Incluída em janeiro de 1997 no Programa Nacional de Desestatização, a Codebar foi dissolvida e liquidada sob a supervisão do Ministério do Planejamento, Orçamento e Gestão. Coube à Procuradoria-Geral da Fazenda Nacional convocar assembleia geral de acionistas para esse fim. Ao mesmo tempo foi instituído o Programa de Desligamento Incentivado (PDI). O processo de liquidação foi encerrado em 1º de junho de 2010 e assim declarada extinta a Companhia. Houve então a transferência dos documentos referentes ao patrimônio imobiliário para a Superintendência do Patrimônio da União no Pará (SPU-PA); documentos atinentes ao pessoal foram ao DEST; e documentos da administração geral para o Arquivo Nacional.

Na década de 1980, a antiga Companha de Desenvolvimento Industrial vendeu áreas dentro do distrito em Barcarena. As primeiras foram para a Imerys (enquanto a CDI estava em liquidação), sem registro de licenciamento ambiental. A sucessora Companhia de Desenvolvimento Econômico do Pará (Codec) não fez licenciamento ambiental do distrito, já obrigatório por lei. Nunca as multinacionais que ali foram se estabelecendo se submeteram a auditorias ambientais, nem existiu um plano de ordenamento da área em relação ao tipo de empresa, proteção de nascentes, garantia de direitos da população local, infraestrutura. Os sucessivos desastres, as violentas desapropriações e a poluição não diminuíram a expansão e a chegada de novas gigantes.

O distrito industrial é habitado por centenas de famílias que vivem em permanente risco e jamais foi concebido algum plano destinado ao bem-estar das comunidades tradicionais. Os impactos sociais e ambientais se acumulam.

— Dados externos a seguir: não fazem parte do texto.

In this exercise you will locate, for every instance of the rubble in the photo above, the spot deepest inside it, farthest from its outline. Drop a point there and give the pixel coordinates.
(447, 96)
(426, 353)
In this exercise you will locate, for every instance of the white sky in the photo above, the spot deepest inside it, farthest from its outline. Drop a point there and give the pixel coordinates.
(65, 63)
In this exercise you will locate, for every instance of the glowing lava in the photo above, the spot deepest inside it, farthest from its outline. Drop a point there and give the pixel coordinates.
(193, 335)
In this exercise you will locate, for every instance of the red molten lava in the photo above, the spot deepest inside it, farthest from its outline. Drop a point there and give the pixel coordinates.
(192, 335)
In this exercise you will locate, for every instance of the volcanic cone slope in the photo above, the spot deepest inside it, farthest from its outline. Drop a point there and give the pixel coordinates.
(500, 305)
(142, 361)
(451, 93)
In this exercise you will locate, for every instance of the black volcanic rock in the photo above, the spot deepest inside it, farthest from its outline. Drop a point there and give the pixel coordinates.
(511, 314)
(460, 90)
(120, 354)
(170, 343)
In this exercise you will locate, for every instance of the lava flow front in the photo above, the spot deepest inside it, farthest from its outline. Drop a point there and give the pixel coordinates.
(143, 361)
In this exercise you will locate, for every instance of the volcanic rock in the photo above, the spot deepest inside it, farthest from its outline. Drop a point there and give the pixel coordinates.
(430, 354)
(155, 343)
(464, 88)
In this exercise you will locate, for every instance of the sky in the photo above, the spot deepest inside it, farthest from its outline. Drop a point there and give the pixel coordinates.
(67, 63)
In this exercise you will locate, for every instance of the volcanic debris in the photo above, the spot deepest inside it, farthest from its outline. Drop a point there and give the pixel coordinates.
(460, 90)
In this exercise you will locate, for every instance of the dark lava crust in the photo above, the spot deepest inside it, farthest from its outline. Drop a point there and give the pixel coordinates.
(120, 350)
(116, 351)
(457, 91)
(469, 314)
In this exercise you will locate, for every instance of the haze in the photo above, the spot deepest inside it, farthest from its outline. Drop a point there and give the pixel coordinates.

“Ninguém tem o mapa de Barcarena. Se eu perguntar assim da Vila do Conde até o Arienga, essa aqui área toda do Torre ali, alguém tem um mapa na sua casa? Não, né? Nós não temos. Hoje até nas escolas é difícil de fazer um trabalho para usar o mapa de Barcarena porque é difícil de encontrar o mapa de Barcarena. A prefeitura, o governo do Estado, eles fazem alguns mapas da nossa região e alguns desses mapas que são feitos inclusive não têm. Teve um mapa oficial, por exemplo, feito no município, que diz assim: nessa região aqui só tem morador na Vila do Conde. Tem mapa oficial do governo que diz isso, só tem morador na Vila do Conde. Não existe Canaã, não existe Curuperé, não existe Torre, não existe o Acuí. Essas comunidades todas que estão representadas aqui não aparecem, aparece Vila do Conde. […] Aí nós temos essa proposta de criar um mapa da nossa região, mas não um mapa governamental, onde o que nesse mapa aparece – quando a prefeitura, quando o Estado, quando as empresas mandam fazer um mapa da região -, o que tem no mapa é assim, Conde e as empresas, é isso. Se você perguntar onde é que vai ser instalado, que querem instalar a Cevital? Lá no mapa tem. Onde é a TGPM? Tem no mapa. Mas, onde é a roça do fulano de tal? Onde é a casa do senhor? Aí lá no mapa não tem, não existe isso”. (Roberto Rodrigues, em Oficina Cartografia Social do Gesterra, Barcarena, 30 de junho de 2018).